Page MenuHomePhabricator

Determine technical approach for Automoderator testing interface
Closed, ResolvedPublicSpike

Description

Internal documentation and overview

Design

TBD - Sketches are available in the documentation linked above.

Annotool

We may consider using Annotool in some capacity - Tool - Gitlab

This already provides functionality for loading a dataset and having users review edits.

Investigation

We want to determine the technical approach we will take for building this tool, answering questions such as:

  • Should we build a new tool or extend an existing one (e.g. Annotool)?
  • How will we store data such that it is accessible to our data analyst?
  • Are there concerns about any of the design features, which we should reconsider to simplify the solution?
  • How should we ingest revert risk scores into the interface?

Findings

Should we build a new tool or extend an existing one (e.g. Annotool)?

After spending about a week experimenting with annotool, I believe that we can either extend it or fork it to meet our needs. I've already been able to add a view for filtering lists of revisions on probability:
https://gitlab.wikimedia.org/jsn/annotool/-/tree/Jsn.sherman/threshold-filter?ref_type=heads

In this case, I just grabbed a slider with both a min and max value out of the ui library that annotool is already using.

image.png (832×1 px, 94 KB)

How will we store data such that it is accessible to our data analyst?

Annotool supports csv export. We could just use that, or potentially integrate it with google sheets without too much hassle. I suggest that we don't use the internal db for long term storage or analysis.

Are there concerns about any of the design features, which we should reconsider to simplify the solution?

Not at this time. I do think it's worth having both a min/max threshold that can be tested for "maybe"/"marginal" buckets for scored revs.

How should we ingest revert risk scores into the interface?

Annotool supports bulk csv import as well in addition to accepting individual scores via its api.

Event Timeline

Restricted Application changed the subtype of this task from "Task" to "Spike". · View Herald TranscriptAug 30 2023, 12:03 PM
jsn.sherman triaged this task as High priority.
jsn.sherman moved this task from Ready to In Progress on the Moderator-Tools-Team (Kanban) board.

Answers so far:

Should we build a new tool or extend an existing one (e.g. Annotool)?

After spending about a week experimenting with annotool, I believe that we can either extend it or fork it to meet our needs. I've already been able to add a view for filtering lists of revisions on probability:
https://gitlab.wikimedia.org/jsn/annotool/-/tree/Jsn.sherman/threshold-filter?ref_type=heads

In this case, I just grabbed a slider with both a min and max value out of the ui library that annotool is already using.

image.png (832×1 px, 94 KB)

How will we store data such that it is accessible to our data analyst?

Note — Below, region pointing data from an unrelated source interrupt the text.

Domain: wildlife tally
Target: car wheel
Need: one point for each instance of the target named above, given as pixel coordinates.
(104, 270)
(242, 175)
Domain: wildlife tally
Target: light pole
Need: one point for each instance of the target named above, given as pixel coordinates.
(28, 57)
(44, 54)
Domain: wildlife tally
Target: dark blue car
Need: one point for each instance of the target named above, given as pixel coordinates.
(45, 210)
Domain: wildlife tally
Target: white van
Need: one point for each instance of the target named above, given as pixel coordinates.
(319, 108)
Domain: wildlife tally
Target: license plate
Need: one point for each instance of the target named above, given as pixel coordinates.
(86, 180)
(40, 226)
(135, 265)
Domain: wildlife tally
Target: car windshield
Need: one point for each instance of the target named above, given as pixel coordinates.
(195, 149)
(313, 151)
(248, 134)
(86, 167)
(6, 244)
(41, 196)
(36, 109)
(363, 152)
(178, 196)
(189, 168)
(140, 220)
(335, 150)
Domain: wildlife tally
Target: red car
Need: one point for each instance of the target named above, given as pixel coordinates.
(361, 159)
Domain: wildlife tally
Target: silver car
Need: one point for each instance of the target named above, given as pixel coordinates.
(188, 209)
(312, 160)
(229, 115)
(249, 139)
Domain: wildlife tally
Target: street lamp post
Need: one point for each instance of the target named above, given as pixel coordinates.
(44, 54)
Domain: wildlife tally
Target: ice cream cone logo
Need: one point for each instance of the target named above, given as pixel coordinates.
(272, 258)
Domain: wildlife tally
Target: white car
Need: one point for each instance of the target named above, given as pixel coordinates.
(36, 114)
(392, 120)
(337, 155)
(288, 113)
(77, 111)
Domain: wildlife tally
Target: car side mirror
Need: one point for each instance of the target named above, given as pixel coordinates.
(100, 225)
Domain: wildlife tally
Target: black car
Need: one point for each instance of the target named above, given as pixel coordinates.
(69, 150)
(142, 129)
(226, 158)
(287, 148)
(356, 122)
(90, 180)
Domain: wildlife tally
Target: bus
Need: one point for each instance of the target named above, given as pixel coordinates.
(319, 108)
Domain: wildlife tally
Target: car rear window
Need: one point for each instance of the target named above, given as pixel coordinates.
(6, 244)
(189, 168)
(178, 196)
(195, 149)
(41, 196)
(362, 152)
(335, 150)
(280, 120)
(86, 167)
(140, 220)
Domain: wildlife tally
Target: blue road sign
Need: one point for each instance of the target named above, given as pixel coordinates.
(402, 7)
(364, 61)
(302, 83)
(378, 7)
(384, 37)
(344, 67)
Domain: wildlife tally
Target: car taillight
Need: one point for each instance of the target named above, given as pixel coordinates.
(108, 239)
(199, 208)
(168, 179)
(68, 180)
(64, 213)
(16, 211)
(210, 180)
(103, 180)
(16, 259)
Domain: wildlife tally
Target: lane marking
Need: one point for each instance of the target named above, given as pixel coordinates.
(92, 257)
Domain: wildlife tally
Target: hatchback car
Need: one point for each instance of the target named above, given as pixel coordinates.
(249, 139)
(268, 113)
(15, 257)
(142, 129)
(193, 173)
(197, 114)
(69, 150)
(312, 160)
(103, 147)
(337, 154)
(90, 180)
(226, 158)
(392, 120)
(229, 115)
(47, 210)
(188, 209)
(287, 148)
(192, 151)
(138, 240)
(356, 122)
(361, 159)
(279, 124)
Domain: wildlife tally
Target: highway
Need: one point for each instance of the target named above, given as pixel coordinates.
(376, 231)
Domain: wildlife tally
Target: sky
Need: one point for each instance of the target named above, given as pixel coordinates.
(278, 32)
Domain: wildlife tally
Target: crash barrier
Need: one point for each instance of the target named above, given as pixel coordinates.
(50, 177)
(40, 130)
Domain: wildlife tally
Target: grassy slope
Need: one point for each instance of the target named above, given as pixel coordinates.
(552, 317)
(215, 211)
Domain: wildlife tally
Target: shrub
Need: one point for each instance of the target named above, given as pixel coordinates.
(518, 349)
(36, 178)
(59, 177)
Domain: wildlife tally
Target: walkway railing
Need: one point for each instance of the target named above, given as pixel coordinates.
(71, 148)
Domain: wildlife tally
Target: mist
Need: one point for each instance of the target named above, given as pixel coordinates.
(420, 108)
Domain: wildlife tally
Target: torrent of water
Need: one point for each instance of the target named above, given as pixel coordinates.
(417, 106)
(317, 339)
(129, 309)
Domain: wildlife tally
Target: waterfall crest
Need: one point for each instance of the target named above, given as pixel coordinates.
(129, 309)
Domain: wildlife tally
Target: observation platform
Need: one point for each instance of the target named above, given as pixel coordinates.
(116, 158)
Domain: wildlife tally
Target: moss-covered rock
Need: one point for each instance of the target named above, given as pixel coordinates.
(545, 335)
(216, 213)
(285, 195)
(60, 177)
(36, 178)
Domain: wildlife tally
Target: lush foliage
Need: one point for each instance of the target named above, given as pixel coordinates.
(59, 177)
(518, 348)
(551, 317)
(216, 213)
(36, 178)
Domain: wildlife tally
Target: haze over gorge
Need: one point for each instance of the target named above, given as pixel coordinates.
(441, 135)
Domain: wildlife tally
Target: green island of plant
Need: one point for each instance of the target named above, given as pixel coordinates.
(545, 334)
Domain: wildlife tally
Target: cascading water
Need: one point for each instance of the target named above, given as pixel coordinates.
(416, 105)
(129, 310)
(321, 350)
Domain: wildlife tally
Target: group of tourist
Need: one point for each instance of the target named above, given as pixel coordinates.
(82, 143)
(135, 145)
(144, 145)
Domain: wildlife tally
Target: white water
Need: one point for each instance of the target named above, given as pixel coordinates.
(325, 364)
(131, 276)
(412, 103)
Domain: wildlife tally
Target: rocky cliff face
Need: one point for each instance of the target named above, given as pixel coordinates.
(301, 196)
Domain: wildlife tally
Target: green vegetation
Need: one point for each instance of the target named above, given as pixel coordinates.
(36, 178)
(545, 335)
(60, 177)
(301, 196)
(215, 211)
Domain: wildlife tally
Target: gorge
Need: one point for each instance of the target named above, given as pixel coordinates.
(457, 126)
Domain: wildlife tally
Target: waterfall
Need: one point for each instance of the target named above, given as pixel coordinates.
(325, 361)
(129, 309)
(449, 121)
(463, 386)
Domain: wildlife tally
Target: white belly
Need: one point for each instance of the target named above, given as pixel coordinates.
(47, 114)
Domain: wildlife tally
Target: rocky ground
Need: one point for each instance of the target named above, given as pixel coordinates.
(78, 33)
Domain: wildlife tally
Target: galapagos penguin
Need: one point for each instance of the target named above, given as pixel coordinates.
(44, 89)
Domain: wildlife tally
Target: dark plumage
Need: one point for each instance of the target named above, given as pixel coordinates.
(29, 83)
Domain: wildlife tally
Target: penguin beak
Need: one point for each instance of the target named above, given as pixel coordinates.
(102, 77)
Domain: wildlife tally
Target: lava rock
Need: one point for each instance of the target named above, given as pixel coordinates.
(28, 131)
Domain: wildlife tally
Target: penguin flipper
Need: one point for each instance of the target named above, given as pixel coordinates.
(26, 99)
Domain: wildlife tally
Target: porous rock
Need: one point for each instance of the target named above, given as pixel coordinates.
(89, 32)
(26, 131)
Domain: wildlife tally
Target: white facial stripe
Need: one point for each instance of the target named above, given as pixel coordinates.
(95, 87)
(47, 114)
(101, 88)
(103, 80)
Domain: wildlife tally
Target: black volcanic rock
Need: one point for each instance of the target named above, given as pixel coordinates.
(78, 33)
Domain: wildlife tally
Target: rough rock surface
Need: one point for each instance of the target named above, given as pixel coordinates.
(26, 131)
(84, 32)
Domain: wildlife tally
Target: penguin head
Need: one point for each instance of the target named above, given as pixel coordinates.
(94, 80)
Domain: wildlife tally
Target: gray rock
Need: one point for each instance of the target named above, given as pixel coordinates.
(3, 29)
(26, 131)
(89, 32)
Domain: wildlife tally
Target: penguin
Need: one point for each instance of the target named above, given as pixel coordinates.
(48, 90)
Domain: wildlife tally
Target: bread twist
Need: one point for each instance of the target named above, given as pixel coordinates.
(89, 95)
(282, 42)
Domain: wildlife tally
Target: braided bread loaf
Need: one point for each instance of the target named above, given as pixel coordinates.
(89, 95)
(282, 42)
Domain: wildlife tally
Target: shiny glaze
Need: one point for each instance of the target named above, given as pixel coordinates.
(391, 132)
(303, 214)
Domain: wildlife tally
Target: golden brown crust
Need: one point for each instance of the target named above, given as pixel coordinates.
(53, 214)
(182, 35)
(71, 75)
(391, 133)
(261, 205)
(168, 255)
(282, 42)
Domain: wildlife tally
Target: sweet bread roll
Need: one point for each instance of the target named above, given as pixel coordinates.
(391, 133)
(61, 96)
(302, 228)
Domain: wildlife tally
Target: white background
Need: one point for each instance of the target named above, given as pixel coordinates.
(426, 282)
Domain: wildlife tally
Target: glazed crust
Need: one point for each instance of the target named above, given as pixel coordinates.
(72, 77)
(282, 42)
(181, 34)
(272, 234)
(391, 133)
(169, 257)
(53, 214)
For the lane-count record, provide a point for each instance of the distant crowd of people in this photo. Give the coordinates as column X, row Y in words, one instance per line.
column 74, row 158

Annotool supports csv export. We could just use that, or potentially integrate it with google sheets without too much hassle.

A little more info:
Internally, annotool uses a mariadb database to store things. I don't think we want to automatically log scores for all revisions on an ongoing basis because then we would need to care quite a bit about capacity and performance. Annotool itself doesn't actually ask the model to score things. It can save the scores that some other tool/script posts to it via its api. I suggest that we clear out the db when we're not actively collecting reviews.

I'm still thinking about how we want to select and ingest revisions.

Are there concerns about any of the design features, which we should reconsider to simplify the solution?

Not at this time. I do think it's worth having both a min/max threshold that can be tested for "maybe"/"marginal" buckets for scored revs.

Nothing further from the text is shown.